Its funny before you have a fam, lights stay on. You use whatever cheap light bulbs you can find...Shoot now I have all high efficient LED light bulbs through-out the house, etc. Yelling turn off the lights when your not using them...All in all i've become my parents... weirdsmiley.gif
*I just look now for the more greener route to things*
Quote:
Originally Posted by lostsurfer View Post

Ok, I follow. He said Nas Server or Stand alone NAS. I gave my IMO and shared my expierence with him. That's why I'm gonna quit posting, cause no matter what you say someone else comes along and says my way is better, and that's it.
If the purpose is to save money, then you look at ROI.... A prebuilt NAS is cheaper if you are looking at a 1-2 bay unit. Once you get to 3+ bays, a file server is cheaper. You can build a 6-bay file server for $200 while the 4-bay Seagate STPB100 is $400. It would take 15-25 years before you recoup the cost from power savings.
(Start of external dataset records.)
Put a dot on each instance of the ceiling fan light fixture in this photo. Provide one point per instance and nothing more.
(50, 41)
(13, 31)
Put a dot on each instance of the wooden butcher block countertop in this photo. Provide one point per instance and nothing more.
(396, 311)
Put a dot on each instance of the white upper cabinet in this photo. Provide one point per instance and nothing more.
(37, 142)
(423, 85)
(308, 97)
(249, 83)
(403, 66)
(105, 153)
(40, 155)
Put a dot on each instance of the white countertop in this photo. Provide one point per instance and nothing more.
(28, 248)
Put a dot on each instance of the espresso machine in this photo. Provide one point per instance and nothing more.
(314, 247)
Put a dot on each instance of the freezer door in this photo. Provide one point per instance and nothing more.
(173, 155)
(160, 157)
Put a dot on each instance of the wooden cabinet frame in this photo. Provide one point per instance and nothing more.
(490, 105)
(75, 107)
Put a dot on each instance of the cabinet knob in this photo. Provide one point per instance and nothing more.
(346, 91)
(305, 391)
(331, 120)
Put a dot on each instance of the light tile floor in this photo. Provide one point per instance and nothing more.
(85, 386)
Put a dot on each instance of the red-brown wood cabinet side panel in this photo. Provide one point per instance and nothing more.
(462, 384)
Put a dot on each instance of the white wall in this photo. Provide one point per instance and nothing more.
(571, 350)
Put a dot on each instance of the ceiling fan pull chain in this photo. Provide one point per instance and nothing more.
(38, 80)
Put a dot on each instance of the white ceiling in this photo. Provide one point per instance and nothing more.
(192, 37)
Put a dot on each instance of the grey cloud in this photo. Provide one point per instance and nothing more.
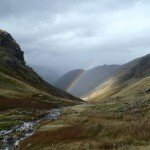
(75, 33)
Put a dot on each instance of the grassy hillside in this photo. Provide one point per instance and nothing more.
(120, 122)
(127, 75)
(19, 81)
(82, 82)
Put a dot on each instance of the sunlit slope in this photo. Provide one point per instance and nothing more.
(127, 75)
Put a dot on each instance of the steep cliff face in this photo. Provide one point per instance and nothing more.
(10, 51)
(12, 64)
Other benefits of a prebuilt NAS..... ease of setup, no building time, easier warranty, low power usage
Other benefits of a file server..... customization of software, flexible uses, more SATA ports



LED lights are cheaper because they use a magnitude less power and last a magnitude longer than incandescent light bulbs. That is a HUGE difference even though they cost more upfront. The ROI is only a 6-24 months.